# New slingshot pouch design and clothes pin trigger - Boynton-Butterfly



## boyntonstu (Jul 16, 2010)

New slingshot pouch design and clothes pin trigger - Boynton-Butterfly

The pouch and the nylon cord weigh a total of 34 grains (2.2 g).

I used a pointy soldering iron to make the tiny holes in the leather.

The "Close pin" is an evolution of trying to strengthen my grip on the pouch.

I was deigning for just an assist that would help my fingers grasp the pouch.

I can get it that way with weaker rubber bands.

Just hold it until ready to shoot and release pressure.

I can do it either way.

Incidentally, I do not hold the trigger against the stretched rubber force.

The ledge below the trigger rests on the friction slider part of the Boynton-Butterfly. I do not need to hold it.


----------



## whipcrackdeadbunny (May 22, 2010)

Very nice.


----------



## Bill Hays (Aug 9, 2010)

I've covered this before... you might try out a simpler way of doing it by just slightly modifying a pony clamp/spring clamp. It works great for an arthritic hand or a weakened pinch grip.

With a pair of strong pliers, flatten the ends, then bend them slightly in this shape:









The pony clamp holds the ammo and pouch thus:


----------



## boyntonstu (Jul 16, 2010)

When I use a single rubber band, it takes just a few ounces of finger force to hold the pouch.

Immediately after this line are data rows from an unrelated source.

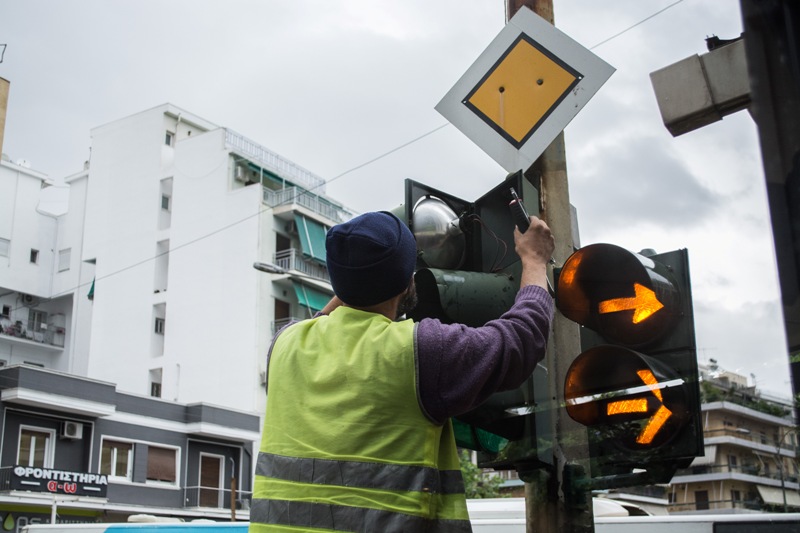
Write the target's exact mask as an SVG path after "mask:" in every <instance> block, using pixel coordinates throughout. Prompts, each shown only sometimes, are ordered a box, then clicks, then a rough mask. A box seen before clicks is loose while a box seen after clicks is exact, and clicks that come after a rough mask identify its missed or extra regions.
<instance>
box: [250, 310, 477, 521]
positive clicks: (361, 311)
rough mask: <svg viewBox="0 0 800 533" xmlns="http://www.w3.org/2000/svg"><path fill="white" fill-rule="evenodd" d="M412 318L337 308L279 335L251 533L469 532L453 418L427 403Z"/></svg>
mask: <svg viewBox="0 0 800 533" xmlns="http://www.w3.org/2000/svg"><path fill="white" fill-rule="evenodd" d="M414 327H415V326H414V323H413V322H412V321H410V320H406V321H402V322H393V321H391V320H389V319H387V318H386V317H384V316H382V315H377V314H374V313H367V312H364V311H359V310H356V309H352V308H349V307H339V308H337V309H336V310H335V311H333V312H332V313H331V314H330V316H320V317H318V318H315V319H311V320H305V321H303V322H299V323H297V324H295V325H293V326H290V327H289V328H287V329H286V330H285V331H283V332H282V333H281V334H280V335H279V336H278V338H277V339H276V341H275V343H274V345H273V347H272V351H271V354H270V361H269V369H268V372H269V374H268V392H267V412H266V416H265V420H264V429H263V434H262V439H261V447H260V452H259V456H258V460H257V465H256V479H255V484H254V491H253V503H252V506H251V510H250V531H251V533H267V532H273V531H287V532H288V531H292V532H297V531H308V532H321V531H354V532H356V531H357V532H375V533H386V532H393V531H397V532H401V531H402V532H417V531H420V532H422V531H426V532H437V533H438V532H446V533H450V532H452V533H462V532H469V531H471V527H470V523H469V517H468V514H467V507H466V500H465V496H464V482H463V479H462V477H461V470H460V468H459V461H458V454H457V450H456V445H455V440H454V438H453V431H452V425H451V423H450V422H449V421H448V422H447V423H446V424H444V425H439V424H436V423H434V422H432V421H431V420H430V419H429V418H428V417H427V416H426V414H425V412H424V411H423V409H422V407H421V406H420V403H419V396H418V389H417V368H418V367H417V364H416V358H415V351H414V339H415V332H414Z"/></svg>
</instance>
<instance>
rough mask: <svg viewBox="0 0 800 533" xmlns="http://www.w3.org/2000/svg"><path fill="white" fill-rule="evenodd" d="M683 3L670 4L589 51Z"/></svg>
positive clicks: (597, 43)
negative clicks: (656, 16) (658, 15)
mask: <svg viewBox="0 0 800 533" xmlns="http://www.w3.org/2000/svg"><path fill="white" fill-rule="evenodd" d="M681 2H683V0H678V1H677V2H674V3H672V4H670V5H668V6H667V7H665V8H664V9H661V10H659V11H656V12H655V13H653V14H652V15H650V16H649V17H646V18H643V19H642V20H640V21H639V22H637V23H636V24H634V25H633V26H629V27H628V28H625V29H624V30H622V31H621V32H619V33H615V34H614V35H612V36H611V37H609V38H608V39H605V40H603V41H600V42H599V43H597V44H596V45H594V46H592V47H590V48H589V50H594V49H595V48H597V47H598V46H601V45H603V44H606V43H607V42H608V41H611V40H612V39H616V38H617V37H619V36H620V35H622V34H623V33H627V32H629V31H630V30H632V29H633V28H635V27H636V26H638V25H640V24H643V23H645V22H647V21H648V20H650V19H651V18H653V17H655V16H656V15H660V14H661V13H663V12H664V11H666V10H667V9H669V8H671V7H674V6H676V5H678V4H680V3H681Z"/></svg>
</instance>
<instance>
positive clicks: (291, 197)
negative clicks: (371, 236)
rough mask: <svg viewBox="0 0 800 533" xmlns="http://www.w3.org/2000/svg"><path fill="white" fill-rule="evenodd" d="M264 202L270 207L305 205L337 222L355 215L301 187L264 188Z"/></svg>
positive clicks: (346, 219) (311, 208)
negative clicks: (274, 188) (307, 190)
mask: <svg viewBox="0 0 800 533" xmlns="http://www.w3.org/2000/svg"><path fill="white" fill-rule="evenodd" d="M264 203H265V204H267V205H268V206H270V207H273V208H275V207H285V206H289V207H291V208H292V209H296V208H297V207H304V208H306V209H308V210H309V211H311V212H312V213H315V214H317V215H320V216H322V217H324V218H326V219H327V220H330V221H333V222H334V223H335V224H339V223H341V222H346V221H347V220H350V219H351V218H353V216H355V213H353V212H352V211H350V210H349V209H347V208H345V207H342V206H340V205H336V204H334V203H332V202H331V201H329V200H326V199H325V198H323V197H322V196H319V195H317V194H314V193H312V192H309V191H307V190H304V189H301V188H299V187H287V188H285V189H278V190H273V189H268V188H266V187H265V188H264Z"/></svg>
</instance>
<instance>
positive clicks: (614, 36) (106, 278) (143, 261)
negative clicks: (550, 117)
mask: <svg viewBox="0 0 800 533" xmlns="http://www.w3.org/2000/svg"><path fill="white" fill-rule="evenodd" d="M681 2H683V0H677V1H676V2H673V3H672V4H669V5H668V6H666V7H664V8H663V9H660V10H658V11H656V12H655V13H653V14H652V15H649V16H648V17H645V18H644V19H642V20H640V21H639V22H637V23H636V24H633V25H632V26H629V27H628V28H625V29H624V30H622V31H620V32H618V33H615V34H614V35H612V36H610V37H608V38H607V39H604V40H602V41H600V42H599V43H597V44H595V45H594V46H592V47H590V48H589V50H594V49H595V48H597V47H599V46H602V45H604V44H606V43H607V42H609V41H611V40H613V39H616V38H617V37H619V36H621V35H623V34H625V33H627V32H628V31H630V30H632V29H633V28H635V27H637V26H639V25H641V24H643V23H645V22H647V21H648V20H650V19H652V18H654V17H656V16H658V15H660V14H661V13H663V12H665V11H667V10H668V9H670V8H672V7H674V6H676V5H678V4H680V3H681ZM0 47H2V48H1V49H0V50H2V53H0V63H1V62H2V57H3V54H4V53H5V49H6V45H5V44H2V45H0ZM449 125H450V123H445V124H442V125H441V126H437V127H436V128H434V129H432V130H430V131H428V132H426V133H423V134H422V135H420V136H418V137H415V138H414V139H412V140H410V141H408V142H406V143H403V144H401V145H399V146H397V147H395V148H392V149H391V150H388V151H386V152H384V153H383V154H381V155H379V156H377V157H375V158H373V159H370V160H368V161H366V162H364V163H361V164H359V165H356V166H355V167H352V168H350V169H348V170H346V171H344V172H342V173H341V174H338V175H336V176H334V177H333V178H331V179H330V180H327V181H326V182H324V183H323V184H320V185H317V186H315V187H312V188H310V189H298V190H299V191H300V193H299V194H313V193H314V191H315V190H316V189H317V188H319V187H321V186H323V185H325V184H328V183H331V182H334V181H336V180H338V179H340V178H342V177H344V176H346V175H347V174H350V173H351V172H355V171H356V170H359V169H361V168H364V167H366V166H368V165H371V164H372V163H374V162H376V161H379V160H381V159H383V158H384V157H387V156H389V155H391V154H393V153H395V152H397V151H398V150H402V149H403V148H405V147H407V146H410V145H412V144H414V143H416V142H418V141H420V140H422V139H424V138H425V137H427V136H429V135H431V134H433V133H436V132H437V131H439V130H441V129H443V128H444V127H446V126H449ZM281 205H284V204H277V205H275V206H267V207H266V208H264V209H259V210H258V211H257V212H256V213H254V214H252V215H249V216H247V217H245V218H242V219H240V220H238V221H235V222H232V223H230V224H227V225H226V226H223V227H221V228H219V229H217V230H214V231H212V232H211V233H208V234H206V235H201V236H200V237H197V238H196V239H192V240H191V241H187V242H185V243H183V244H181V245H178V246H176V247H174V248H172V249H170V250H167V251H165V252H162V253H160V254H156V255H155V256H153V257H149V258H147V259H143V260H141V261H138V262H136V263H134V264H131V265H129V266H127V267H123V268H121V269H119V270H117V271H114V272H111V273H109V274H106V275H105V276H102V277H100V278H95V280H94V281H97V279H101V280H102V279H107V278H109V277H112V276H115V275H117V274H119V273H121V272H125V271H127V270H129V269H131V268H134V267H136V266H139V265H142V264H144V263H147V262H149V261H154V260H155V259H157V258H158V257H161V256H163V255H167V254H170V253H172V252H173V251H175V250H180V249H181V248H184V247H186V246H188V245H190V244H194V243H196V242H199V241H201V240H203V239H205V238H207V237H211V236H213V235H216V234H217V233H220V232H222V231H225V230H226V229H229V228H231V227H233V226H236V225H238V224H241V223H243V222H246V221H247V220H250V219H251V218H253V217H256V216H260V215H262V214H264V213H266V212H267V211H269V210H270V209H274V207H279V206H281ZM88 285H89V283H81V284H79V285H77V286H75V287H73V288H71V289H67V290H65V291H62V292H60V293H57V294H55V295H53V296H51V297H50V298H48V299H53V298H56V297H59V296H63V295H66V294H69V293H70V292H73V291H77V290H78V289H80V288H81V287H84V286H88ZM17 309H19V308H15V309H13V310H14V311H15V310H17Z"/></svg>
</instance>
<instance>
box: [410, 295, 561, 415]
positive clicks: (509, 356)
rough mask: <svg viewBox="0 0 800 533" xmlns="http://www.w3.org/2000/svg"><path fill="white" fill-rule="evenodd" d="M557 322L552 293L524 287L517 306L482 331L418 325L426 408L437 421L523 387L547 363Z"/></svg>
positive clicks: (517, 295) (419, 359)
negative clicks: (546, 352)
mask: <svg viewBox="0 0 800 533" xmlns="http://www.w3.org/2000/svg"><path fill="white" fill-rule="evenodd" d="M552 318H553V299H552V298H551V297H550V295H549V294H548V292H547V290H545V289H543V288H541V287H538V286H535V285H530V286H527V287H523V288H522V289H521V290H520V291H519V292H518V293H517V297H516V301H515V302H514V305H513V306H512V307H511V309H509V310H508V311H507V312H506V313H504V314H503V316H501V317H500V318H498V319H496V320H492V321H490V322H487V323H486V324H485V325H484V326H482V327H479V328H470V327H467V326H464V325H461V324H442V323H441V322H439V321H438V320H436V319H430V318H425V319H423V320H422V321H420V322H419V323H418V324H417V328H416V336H417V338H416V352H417V365H418V368H419V389H420V390H419V395H420V404H421V406H422V408H423V409H424V410H425V412H426V413H427V415H428V416H429V417H430V418H431V419H432V420H434V421H436V422H439V423H443V422H444V421H445V420H447V419H448V418H450V417H452V416H456V415H460V414H463V413H465V412H467V411H469V410H470V409H472V408H474V407H477V406H478V405H479V404H481V403H482V402H483V401H484V400H486V399H487V398H488V397H489V395H491V394H492V393H494V392H496V391H502V390H508V389H513V388H515V387H518V386H519V385H521V384H522V382H523V381H525V380H526V379H527V378H528V377H529V376H530V375H531V373H532V372H533V370H534V368H536V364H537V363H538V362H539V361H541V360H542V358H543V357H544V354H545V349H546V347H547V338H548V335H549V333H550V324H551V322H552Z"/></svg>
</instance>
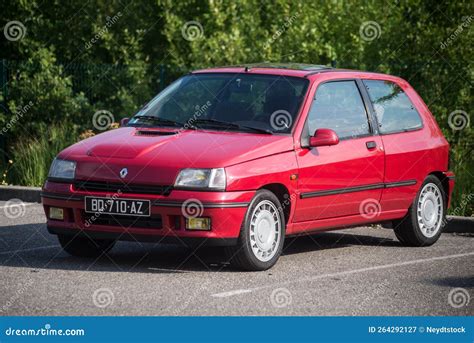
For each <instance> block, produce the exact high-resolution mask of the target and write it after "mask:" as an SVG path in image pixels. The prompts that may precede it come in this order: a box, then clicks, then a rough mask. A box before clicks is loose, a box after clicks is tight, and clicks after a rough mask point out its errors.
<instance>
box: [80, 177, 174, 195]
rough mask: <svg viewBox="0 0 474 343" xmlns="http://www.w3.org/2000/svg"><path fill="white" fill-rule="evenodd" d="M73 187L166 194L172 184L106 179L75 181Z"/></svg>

To shoot, I just relax and let the rubber pull it through.

The wood "pouch" can be shaped to closely fit the leather pouch containing the sphere.

With a spring clamp you have to squeeze it open to insert the pouch, and squeeze it again to shoot.

With the open ended wooden clothes pin design you can slip it in from the side.

Not shown is how the block below, is held by the movable friction bar.

(It took 20 minutes to make).


----------